The hope we have as Christians is that every human being is compatible with life— whether it be long or short in duration, or atypical here on this earth — because we know every soul is wrought for eternity. Thus we are all ultimately compatible with life because God is the giver of life; we are merely stewards of it.
To Helen’s doctors, she was only a cluster of (mis)disgnoses. To us, she was a gift and a member of our family. On the day she was born, we were frankly expecting to see a grossly deformed person. My first thought when I saw her was, “She’s beautiful!”, because I was honestly surprised that she looked normal…in truth, compatible. Life is surprising, isn’t it?
Her diagnosis was a blessing disguised as something wrong or unpleasant. But because God is in the business of resurrecting life from death, beauty from ashes, wholeness from brokenness, joy from sorrow, blessing from cursing, hope from despair, peace from turmoil, healing from pain, we do not lose heart. Helen is a living testimony of Romans 8:28 which states that “all things work together for good for those who love God and are called according to His purpose.” It means that God’s limitless power is at work and He is able to take what is messy and broken and make it into something astoundingly beautiful if we are willing to entrust it all to Him. And He’s proven Himself trustworthy.

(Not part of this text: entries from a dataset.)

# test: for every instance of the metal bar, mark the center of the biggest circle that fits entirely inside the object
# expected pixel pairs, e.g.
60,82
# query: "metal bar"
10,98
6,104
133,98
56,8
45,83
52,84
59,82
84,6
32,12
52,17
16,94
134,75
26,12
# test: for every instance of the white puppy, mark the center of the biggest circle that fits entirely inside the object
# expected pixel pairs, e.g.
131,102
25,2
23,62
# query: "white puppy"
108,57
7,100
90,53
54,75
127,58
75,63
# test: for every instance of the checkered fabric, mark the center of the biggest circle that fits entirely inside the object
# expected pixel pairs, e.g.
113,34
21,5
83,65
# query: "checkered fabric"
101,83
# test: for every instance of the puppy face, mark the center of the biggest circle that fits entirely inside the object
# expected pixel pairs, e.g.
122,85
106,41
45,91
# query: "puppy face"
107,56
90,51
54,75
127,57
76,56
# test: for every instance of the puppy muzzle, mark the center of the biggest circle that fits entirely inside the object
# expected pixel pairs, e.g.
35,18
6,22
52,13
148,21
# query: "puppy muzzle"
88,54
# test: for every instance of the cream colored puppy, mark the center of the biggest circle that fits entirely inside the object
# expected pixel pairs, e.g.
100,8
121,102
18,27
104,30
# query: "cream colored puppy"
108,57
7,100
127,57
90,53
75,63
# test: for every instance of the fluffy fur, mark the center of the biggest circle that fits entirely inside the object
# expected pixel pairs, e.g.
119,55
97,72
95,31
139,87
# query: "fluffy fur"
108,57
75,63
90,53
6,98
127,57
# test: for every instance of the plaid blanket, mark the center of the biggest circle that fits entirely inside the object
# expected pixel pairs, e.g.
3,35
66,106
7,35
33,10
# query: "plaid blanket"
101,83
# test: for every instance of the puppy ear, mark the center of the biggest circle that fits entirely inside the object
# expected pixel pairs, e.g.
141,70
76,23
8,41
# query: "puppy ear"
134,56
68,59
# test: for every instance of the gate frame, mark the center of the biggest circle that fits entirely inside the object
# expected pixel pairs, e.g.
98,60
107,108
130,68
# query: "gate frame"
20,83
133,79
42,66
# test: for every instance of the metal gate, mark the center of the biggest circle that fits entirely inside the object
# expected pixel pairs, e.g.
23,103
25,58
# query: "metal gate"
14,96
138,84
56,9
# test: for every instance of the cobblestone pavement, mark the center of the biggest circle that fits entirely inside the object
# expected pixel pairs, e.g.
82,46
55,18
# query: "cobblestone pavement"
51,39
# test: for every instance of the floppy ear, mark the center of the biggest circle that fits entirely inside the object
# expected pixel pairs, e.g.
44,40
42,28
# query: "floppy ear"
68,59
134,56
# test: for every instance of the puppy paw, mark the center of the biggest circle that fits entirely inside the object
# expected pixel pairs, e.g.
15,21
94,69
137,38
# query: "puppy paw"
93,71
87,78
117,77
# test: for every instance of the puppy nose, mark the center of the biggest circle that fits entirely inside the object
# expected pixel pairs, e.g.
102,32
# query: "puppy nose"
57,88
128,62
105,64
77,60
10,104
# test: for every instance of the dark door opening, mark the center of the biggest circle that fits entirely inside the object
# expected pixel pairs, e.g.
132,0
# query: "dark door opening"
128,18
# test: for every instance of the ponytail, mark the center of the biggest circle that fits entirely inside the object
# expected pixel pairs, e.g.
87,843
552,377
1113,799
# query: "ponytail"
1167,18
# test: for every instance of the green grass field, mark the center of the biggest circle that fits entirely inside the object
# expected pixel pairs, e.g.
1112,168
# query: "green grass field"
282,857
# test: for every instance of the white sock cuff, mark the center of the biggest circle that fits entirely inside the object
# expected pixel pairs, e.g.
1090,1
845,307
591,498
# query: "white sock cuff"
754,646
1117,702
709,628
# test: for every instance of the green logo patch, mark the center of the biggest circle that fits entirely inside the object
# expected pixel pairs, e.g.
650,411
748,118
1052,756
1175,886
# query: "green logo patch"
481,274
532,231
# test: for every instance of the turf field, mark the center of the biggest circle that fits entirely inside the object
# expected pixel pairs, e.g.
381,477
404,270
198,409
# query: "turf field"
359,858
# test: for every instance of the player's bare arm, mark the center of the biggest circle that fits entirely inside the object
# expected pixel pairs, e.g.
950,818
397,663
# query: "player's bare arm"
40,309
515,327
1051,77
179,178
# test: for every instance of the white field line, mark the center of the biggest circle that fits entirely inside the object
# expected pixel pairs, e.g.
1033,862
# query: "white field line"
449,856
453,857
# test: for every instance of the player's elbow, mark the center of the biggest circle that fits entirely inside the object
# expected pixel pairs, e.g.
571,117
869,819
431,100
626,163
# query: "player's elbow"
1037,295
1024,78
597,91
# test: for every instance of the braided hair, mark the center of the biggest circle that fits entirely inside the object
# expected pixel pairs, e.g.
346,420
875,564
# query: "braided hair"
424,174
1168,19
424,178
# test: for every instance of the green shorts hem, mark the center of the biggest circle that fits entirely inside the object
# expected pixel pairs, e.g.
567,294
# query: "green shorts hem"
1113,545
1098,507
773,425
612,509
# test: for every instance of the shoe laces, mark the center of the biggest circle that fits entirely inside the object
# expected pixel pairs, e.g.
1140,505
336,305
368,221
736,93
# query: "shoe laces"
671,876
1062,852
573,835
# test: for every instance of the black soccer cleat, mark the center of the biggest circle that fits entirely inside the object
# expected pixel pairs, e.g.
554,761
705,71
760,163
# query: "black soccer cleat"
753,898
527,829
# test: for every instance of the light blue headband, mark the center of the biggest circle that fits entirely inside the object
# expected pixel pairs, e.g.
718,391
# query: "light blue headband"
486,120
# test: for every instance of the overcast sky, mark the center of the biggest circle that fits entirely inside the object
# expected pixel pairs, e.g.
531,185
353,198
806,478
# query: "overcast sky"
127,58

There are so many other aspects to this story, but the most soul-stirring, confidence-boosting moments came from a strong sense of the nearness of God as we cried out to Him. As we draw near to God, He draws near to us (James 4:8). There were many truths He impressed upon my heart, but the main one that often comes back to my mind is when He told me, “I have the last word.” Not expert doctors, not anybody else. My confidence in Him soared because of His knowledge and ability to create and sustain life even though I was shaking in my boots over all the surrounding negativity and uncertainty.

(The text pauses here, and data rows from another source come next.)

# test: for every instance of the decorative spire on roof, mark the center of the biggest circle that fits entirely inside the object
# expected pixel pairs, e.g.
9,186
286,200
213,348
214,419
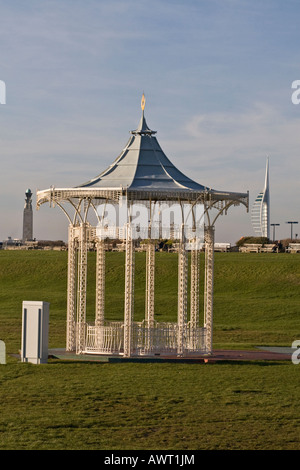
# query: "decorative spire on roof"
143,128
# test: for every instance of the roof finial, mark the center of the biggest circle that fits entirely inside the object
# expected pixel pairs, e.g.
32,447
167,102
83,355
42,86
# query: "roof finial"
143,102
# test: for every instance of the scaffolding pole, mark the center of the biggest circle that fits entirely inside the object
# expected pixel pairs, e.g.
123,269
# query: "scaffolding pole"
129,293
209,288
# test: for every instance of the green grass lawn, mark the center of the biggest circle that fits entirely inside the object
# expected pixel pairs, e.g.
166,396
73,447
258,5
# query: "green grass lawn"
134,406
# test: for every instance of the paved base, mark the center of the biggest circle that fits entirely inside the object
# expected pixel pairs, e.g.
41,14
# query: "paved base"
265,354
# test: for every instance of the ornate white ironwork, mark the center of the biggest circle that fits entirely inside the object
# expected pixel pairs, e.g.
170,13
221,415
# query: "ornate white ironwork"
71,298
82,282
161,183
209,286
100,282
182,296
129,293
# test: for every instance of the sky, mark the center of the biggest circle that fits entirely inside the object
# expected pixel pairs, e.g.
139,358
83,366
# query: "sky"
217,77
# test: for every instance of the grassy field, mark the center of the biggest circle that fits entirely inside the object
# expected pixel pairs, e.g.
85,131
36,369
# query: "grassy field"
75,405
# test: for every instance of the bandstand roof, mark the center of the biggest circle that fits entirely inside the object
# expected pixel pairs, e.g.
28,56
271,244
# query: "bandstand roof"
141,171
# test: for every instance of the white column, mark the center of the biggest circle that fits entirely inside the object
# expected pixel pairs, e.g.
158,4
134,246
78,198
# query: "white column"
129,293
209,286
81,288
194,302
149,303
71,293
150,275
182,296
100,283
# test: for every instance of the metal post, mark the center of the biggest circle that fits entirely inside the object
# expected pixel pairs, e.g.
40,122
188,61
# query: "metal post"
150,273
209,288
149,303
194,316
182,295
129,293
81,292
71,296
100,283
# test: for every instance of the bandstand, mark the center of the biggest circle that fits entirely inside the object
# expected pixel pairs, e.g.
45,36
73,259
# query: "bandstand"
141,180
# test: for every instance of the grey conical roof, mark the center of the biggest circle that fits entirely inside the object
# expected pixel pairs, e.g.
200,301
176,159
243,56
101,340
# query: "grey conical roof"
143,166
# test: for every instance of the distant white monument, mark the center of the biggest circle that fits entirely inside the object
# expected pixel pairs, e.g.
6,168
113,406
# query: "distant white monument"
28,217
260,215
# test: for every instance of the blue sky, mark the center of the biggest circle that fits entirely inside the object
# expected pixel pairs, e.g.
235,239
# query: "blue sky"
217,78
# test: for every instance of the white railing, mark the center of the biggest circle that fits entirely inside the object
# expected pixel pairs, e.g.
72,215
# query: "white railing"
161,338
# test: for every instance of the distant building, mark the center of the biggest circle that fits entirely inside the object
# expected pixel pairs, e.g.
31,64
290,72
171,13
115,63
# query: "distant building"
28,217
260,215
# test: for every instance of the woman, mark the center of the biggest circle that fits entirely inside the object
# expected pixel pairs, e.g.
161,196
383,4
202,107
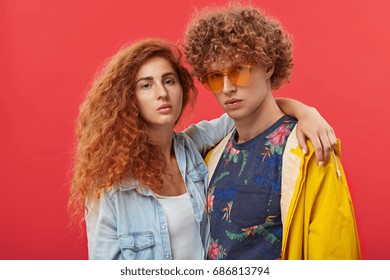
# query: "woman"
144,184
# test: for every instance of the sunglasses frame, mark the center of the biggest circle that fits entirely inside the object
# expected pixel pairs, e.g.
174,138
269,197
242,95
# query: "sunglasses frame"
204,80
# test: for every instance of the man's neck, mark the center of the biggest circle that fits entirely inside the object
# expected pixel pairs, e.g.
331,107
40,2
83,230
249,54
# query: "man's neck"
257,122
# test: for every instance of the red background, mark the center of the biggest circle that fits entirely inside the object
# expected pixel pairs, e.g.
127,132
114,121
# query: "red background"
50,51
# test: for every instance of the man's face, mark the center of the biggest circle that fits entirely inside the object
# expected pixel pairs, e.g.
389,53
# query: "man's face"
241,102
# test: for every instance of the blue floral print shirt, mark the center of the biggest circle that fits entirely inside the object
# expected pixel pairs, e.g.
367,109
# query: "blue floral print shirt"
244,196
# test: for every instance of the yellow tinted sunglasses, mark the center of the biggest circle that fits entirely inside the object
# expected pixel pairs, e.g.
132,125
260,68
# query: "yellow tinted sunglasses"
238,75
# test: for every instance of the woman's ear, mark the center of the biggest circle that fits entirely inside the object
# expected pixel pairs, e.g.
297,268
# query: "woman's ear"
269,71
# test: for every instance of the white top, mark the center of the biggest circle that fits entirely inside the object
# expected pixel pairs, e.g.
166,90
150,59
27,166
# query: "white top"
183,230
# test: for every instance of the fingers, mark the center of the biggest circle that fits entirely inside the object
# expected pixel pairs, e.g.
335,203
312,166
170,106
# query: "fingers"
302,142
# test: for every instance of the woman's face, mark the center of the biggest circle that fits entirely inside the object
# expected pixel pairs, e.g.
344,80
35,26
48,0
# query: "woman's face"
159,93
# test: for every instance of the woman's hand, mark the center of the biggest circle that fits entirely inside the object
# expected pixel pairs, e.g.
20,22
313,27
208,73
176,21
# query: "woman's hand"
311,125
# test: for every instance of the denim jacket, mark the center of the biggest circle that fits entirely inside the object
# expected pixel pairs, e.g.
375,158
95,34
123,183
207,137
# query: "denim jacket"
127,222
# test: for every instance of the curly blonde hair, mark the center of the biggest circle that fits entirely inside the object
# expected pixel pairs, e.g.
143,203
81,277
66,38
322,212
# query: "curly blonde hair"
113,144
241,33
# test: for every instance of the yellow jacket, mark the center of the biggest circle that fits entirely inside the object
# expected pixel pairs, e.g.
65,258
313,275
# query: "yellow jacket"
317,211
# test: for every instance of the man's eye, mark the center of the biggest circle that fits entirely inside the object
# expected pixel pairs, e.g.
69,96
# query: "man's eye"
215,75
146,86
169,82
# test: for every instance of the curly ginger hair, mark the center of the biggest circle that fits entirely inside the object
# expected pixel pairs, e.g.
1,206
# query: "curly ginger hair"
112,142
243,34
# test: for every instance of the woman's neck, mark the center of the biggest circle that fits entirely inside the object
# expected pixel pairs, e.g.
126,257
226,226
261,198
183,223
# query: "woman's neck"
163,138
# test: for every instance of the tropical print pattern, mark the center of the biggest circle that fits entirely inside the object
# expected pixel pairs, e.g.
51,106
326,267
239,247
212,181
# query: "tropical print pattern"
244,196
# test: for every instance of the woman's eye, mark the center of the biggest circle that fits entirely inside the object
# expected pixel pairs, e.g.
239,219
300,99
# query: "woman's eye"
146,86
169,82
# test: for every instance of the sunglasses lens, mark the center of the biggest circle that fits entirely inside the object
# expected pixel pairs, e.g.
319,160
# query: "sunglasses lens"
238,75
213,81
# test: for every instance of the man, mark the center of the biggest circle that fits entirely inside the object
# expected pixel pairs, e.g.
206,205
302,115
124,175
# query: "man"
266,198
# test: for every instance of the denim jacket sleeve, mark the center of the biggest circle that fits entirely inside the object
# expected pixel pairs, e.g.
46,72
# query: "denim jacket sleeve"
206,134
102,230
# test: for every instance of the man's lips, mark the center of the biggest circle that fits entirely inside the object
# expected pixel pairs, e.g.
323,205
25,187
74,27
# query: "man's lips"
232,102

Our Helen-girl carries a different but potentially debilitating diagnosis in her frame, though she has a much brighter prognosis than in-utero. As it turns out, her slightly atypical skeletal structure is perfectly (imperfectly?) compatible with life as she functions and grows. Mercifully, there is even a treatment to aid her bone development. And all the experts didn’t see it coming!
She is the embodiment of where brokenness and beauty intersect. There is so much more to the story, and we pray there’s even more to come. We are so grateful she has joined our family and we get to journey together in this wonderfully messy, painfully beautiful, blessed life.